IHTM44120 - Pre-owned assets: unwinding of home loan or double trust scheme: background
Taxpayers may want to unwind home loan or double trusts schemes (IHTM44103) they entered into. Unwinding these schemes will have consequences for Inheritance Tax (IHT) and the following pages set out our approach if this happens. By unwinding we mean that taxpayers will effectively have negated all the IHT effects of what they had entered into, and it will, on the whole, put them back into the position they were in before entering into the arrangement.
In some circumstances taxpayers will need to consider the Capital Gains Tax (CGT) or Income Tax (IT) consequences of unwinding the scheme in relation to the loan. Taxpayers should consider taking professional advice before considering unwinding their home loan schemes. HMRC does reserve its right to alter its view, but any schemes unwound whilst this agreement is in place will not be revisited.
Income Tax and pre-owned assets (POA) guidance note 6 (reproduced in the IHT Manual at IHTM44106) confirmed HMRC’s view that none of the variants of the home loan or double trust scheme succeed in circumventing the IHT gift with reservation of benefit (GWR) provisions (IHTM14301). Whilst a final judicial decision on the correct treatment of the home loan or double trust scheme is still awaited, HMRC’s approach was that those paying the POA charge (IHTM44001) should continue to do so, in the knowledge that a full POA repayment would be made should the Court find in favour of HMRC.

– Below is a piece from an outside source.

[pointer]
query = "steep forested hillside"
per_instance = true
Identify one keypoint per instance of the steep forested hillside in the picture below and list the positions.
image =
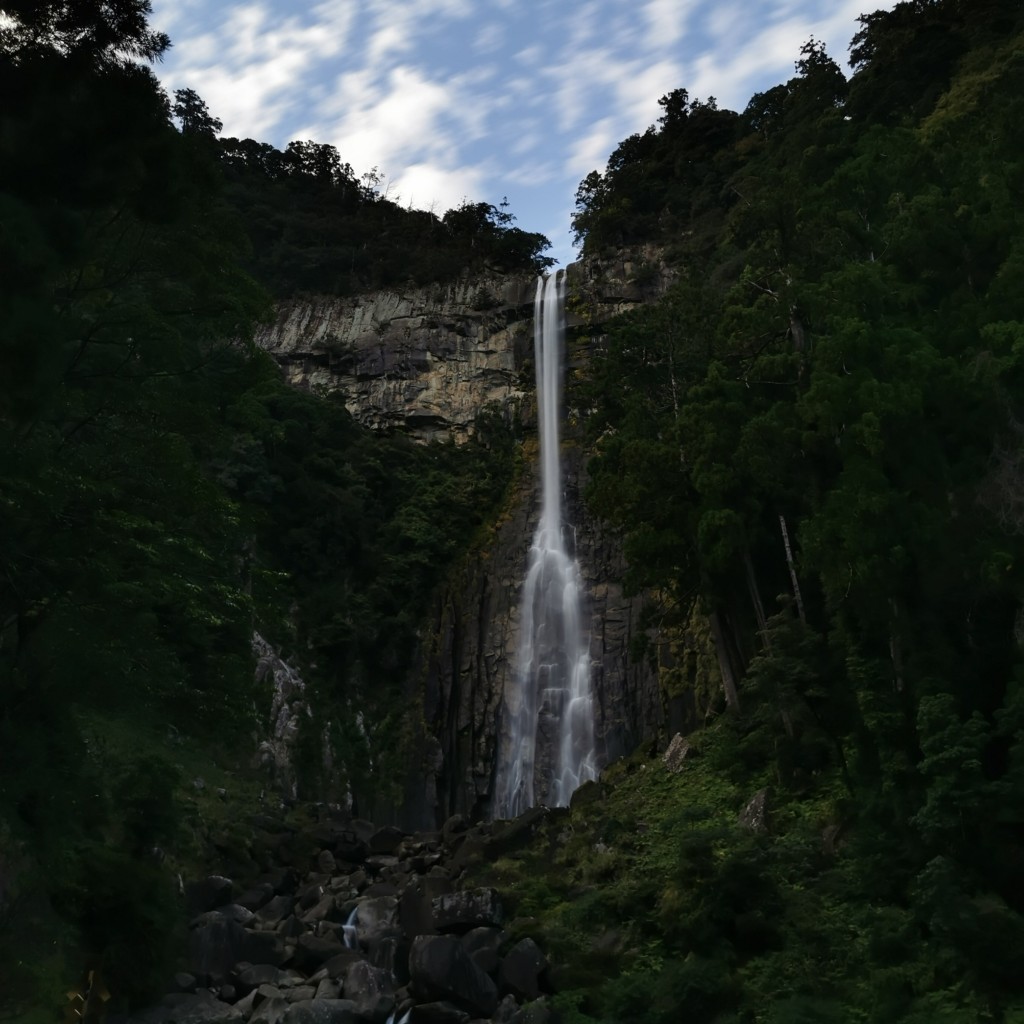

Due to the length of time, and the uncertainty of litigation, HMRC have agreed proposals for unwinding schemes to bring the property back into the taxpayer’s estate. HMRC cannot give advice on how to unwind home loan schemes or, because each scheme is different, whether there are any other tax consequences arising from unwinding a particular scheme, but these pages set out the position for IHT for those taxpayers that choose to do it.
Current basis of settlement
At present, where the scheme has not been unwound HMRC are prepared to settle cases, prior to a judicial decision, on the basis that a GWR arises in the house or other property comprised in the settlement in which the settlor had a qualifying life interest to the extent the house or other property is subject to the loan (see the examples in the following pages). We would then expect to see the value of such property included as a GWR in the estate of the deceased person on death.
Where property was settled jointly we would expect to see the deceased’s share of the property in which they had an interest in possession reflected in their estate on death. No joint property discount (IHTM15072) or spouse exemption (IHTM11031) is applicable. This would mean that IHT has to be paid on the first death on their share to the extent it is subject to the loan.
HMRC’s view is that the qualifying interest in possession (IIP) does not exist in the property to the extent it is subject to the loan (FA86/S102(3) does not apply). The deceased does retain a qualifying interest in possession in the excess value over and above the loan which can qualify for spouse exemption. The examples in the following pages make this clear.
Unwinding schemes
If the home loan or double trust scheme is unwound during the taxpayer’s lifetime then (assuming the house remains in their estate at death) it will again be subject to IHT on death as an asset of their estate. However, unlike the position above joint owners will be able to claim spouse exemption where the property passes to the surviving spouse. In that event the tax charge on the whole property is deferred until the death of the surviving spouse.
Cessation of reservation
When the scheme is unwound during the taxpayer’s lifetime (either by the loan being assigned back to the taxpayer or written off) the property is no longer subject to a reservation of benefit, and the whole house (or other property comprised in the qualifying IIP trust) is part of the taxpayer’s chargeable estate without a deduction for the loan. The GWR provisions provide that when a property ceases to be subject to a reservation of benefit the taxpayer is deemed to have made a potentially exempt transfer at that time. There is no loss to the taxpayer’s estate when the reservation ceases as a result of unwinding, so long as the property becomes comprised in the taxpayer’s estate.